Comecei a trabalhar na área de fluidodinâmica computacional (CFD) durante minha graduação, numa iniciação científica. Na ocasião, desenvolvi um código CFD para simular dispersão de poluentes em solos. A experiência foi muito interessente, pois tive que desenvolver um código CFD do zero, ou seja, criar geometria, malha, aplicar discretização usando volumes finitos (FVM), implementar meus próprios esquemas de interpolação, resolver o sistema algébrico-diferencial de equações resultantes da discretização espacial, além de programar muito.

Lembro-me de ter implementado diferenças centrais (CD) e ainda enquanto estava resolvendo somente difusão tudo estava perfeito, mas bastou colocar o termo advectivo para surgirem as famosas oscilações na solução e obrigar a buscar outro esquema de interpolação. O que está implementado atualmente é o esquema WUDS. Este esquema usa um medidor difusão/advecção para poder dosar entre CD/upwind. O código foi desenvolvido inicialmente em Linux para execução em console. Posteriormente, trabalhei no desenvolvimento de uma interface gráfica em Linux, usando Qt, e também numa versão Windows para o software. Agora já faz algum tempo que o código está parado.

A versão Windows do software está disponível para download neste link e tem implementado a solução de difusão, advecção, sorção e geração/degradação (para processos de (bio)remediação) em todo o domínio ou localizada.
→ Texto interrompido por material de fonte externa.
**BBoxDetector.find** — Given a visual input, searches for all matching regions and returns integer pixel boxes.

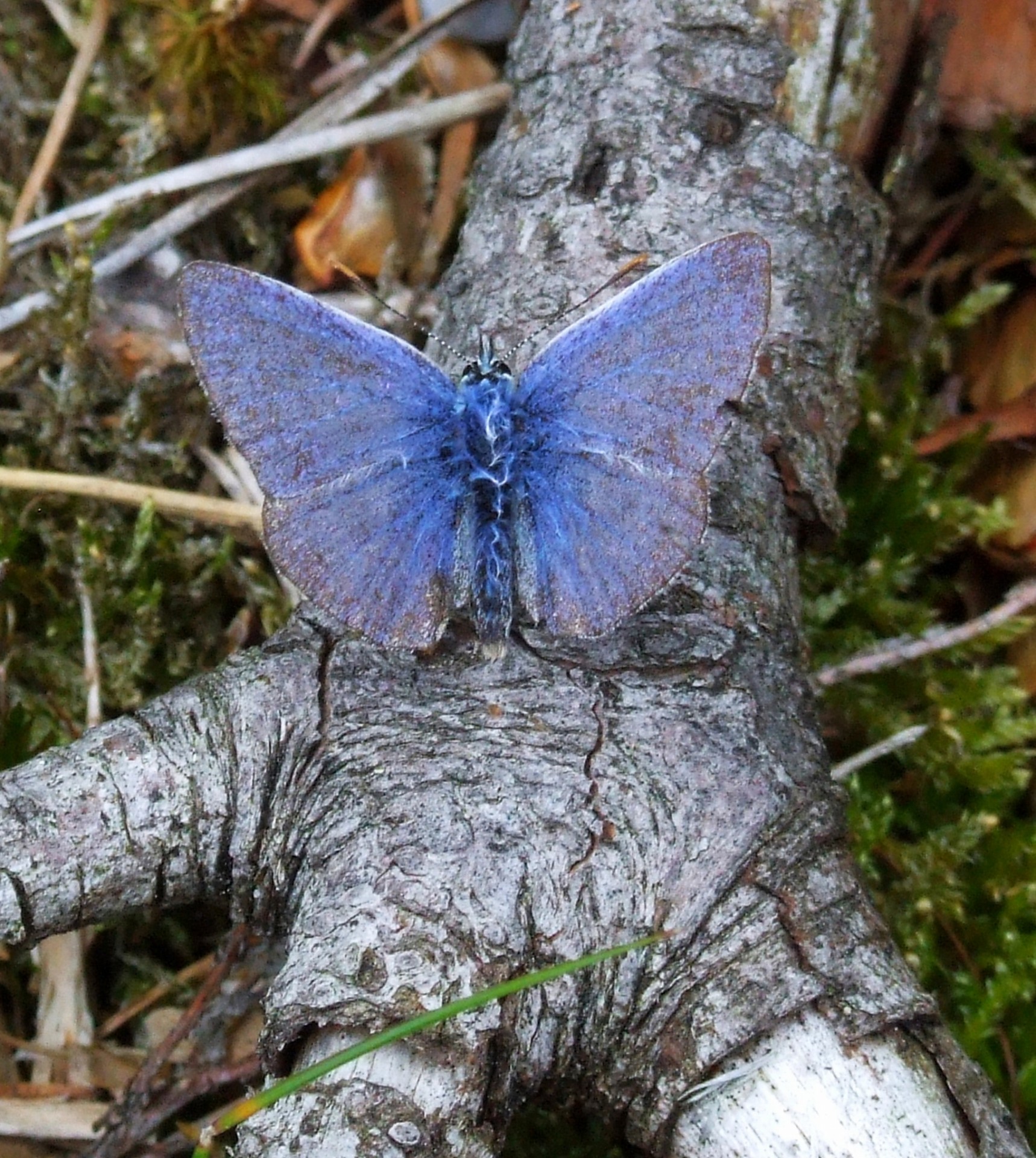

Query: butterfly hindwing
[516,234,770,636]
[180,262,463,647]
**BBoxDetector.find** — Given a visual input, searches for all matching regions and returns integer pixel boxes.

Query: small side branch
[813,579,1036,688]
Esta versão foi compilada em Windows XP, mas roda tranquilamente no Vista e no 7, assim como em máquinas virtuais no Linux (e no emulador Wine ele executa sem problemas também). Existe até um paper publicado na revista Eng. sanit. ambient. com algumas informações sobre a modelagem usada. O software pode ser usado para simular problemas simples (devido a limitação de geometria que pode ser usada) de transferência de calor e massa.

Durante o mestrado continuei trabalhando com CFD e, diga-se de passagem, em uma área um pouco mais complexa. O objeto de estudo foi a área de fluidos viscoelásticos, a qual vou-lhes introduzir nos parágrafos posteriores.

Quando se fala em Mecânica dos Fluidos, a maioria pensa automaticamente em escoamentos de fluidos de características newtonianas, de que os exemplos mais comuns são o ar e a água. Apesar da grande aplicação dos fluidos newtonianos, a maioria dos fluidos sintéticos industriais (indústria de polímeros principalmente a de terceira geração a qual promove a transformação dos materiais poliméricos em produtos finais), inúmeros fluidos de relevância biológica, entre outros, apresentam características claramente não newtonianas:

  • A geologia tem demonstrado que o movimento do gelo glacial, o escoamento de lava dos vulcões e a sua posterior solidificação são fenômenos só corretamente descritos, quando se assumem modelos de comportamento reológico não newtoniano.

  • O sangue é um fluido de constituição físico-química complexa, formado por moléculas de grandes dimensões e elevado peso molecular em solução num fluido de baixo peso molecular e estruturalmente simples. Estes são os ingredientes para um fluido com características viscoelásticas. A saliva e o fluido sinovial, que lubrifica as juntas ósseas, apresentam um elevado grau de elasticidade extensional.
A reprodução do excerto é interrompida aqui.